Most upvoted comments

Joining a thread isn’t transitive, so if you’re just joining this one thread which actix or actix-web is running on, sled’s threadpool shouldn’t have anything to do with it. There is likely an issue in how you are stopping the actix or actix-web runtime, unrelated to sled.

There have been multiple bugfixes since 0.28, and there are known bugs in the issue tracker presently.

You mentioned in your initial posts that you were joining threads, and join was not returning. Are you modifying sled to expose the JoinHandles of its thread pool/flusher threads, or are you doing something else with Windows APIs?

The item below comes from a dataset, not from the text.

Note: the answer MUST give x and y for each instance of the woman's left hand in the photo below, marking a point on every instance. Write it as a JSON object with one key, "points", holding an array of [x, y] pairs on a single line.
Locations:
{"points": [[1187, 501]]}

I did some searching, and I haven’t found any solid requirement that Windows services stop all their threads upon receiving a stop service control event. From what I’ve read, it sounds like it’s fine for the process to exit after the whole service lifecycle is done and StartServiceCtrlDispatcher has returned to your entry point function. Once all Db and Tree objects have been dropped, there should be no more work for the thread pool to do, so the sled-io threads will be waiting indefinitely. As such, it’s fine for them to be automatically terminated as the process exits.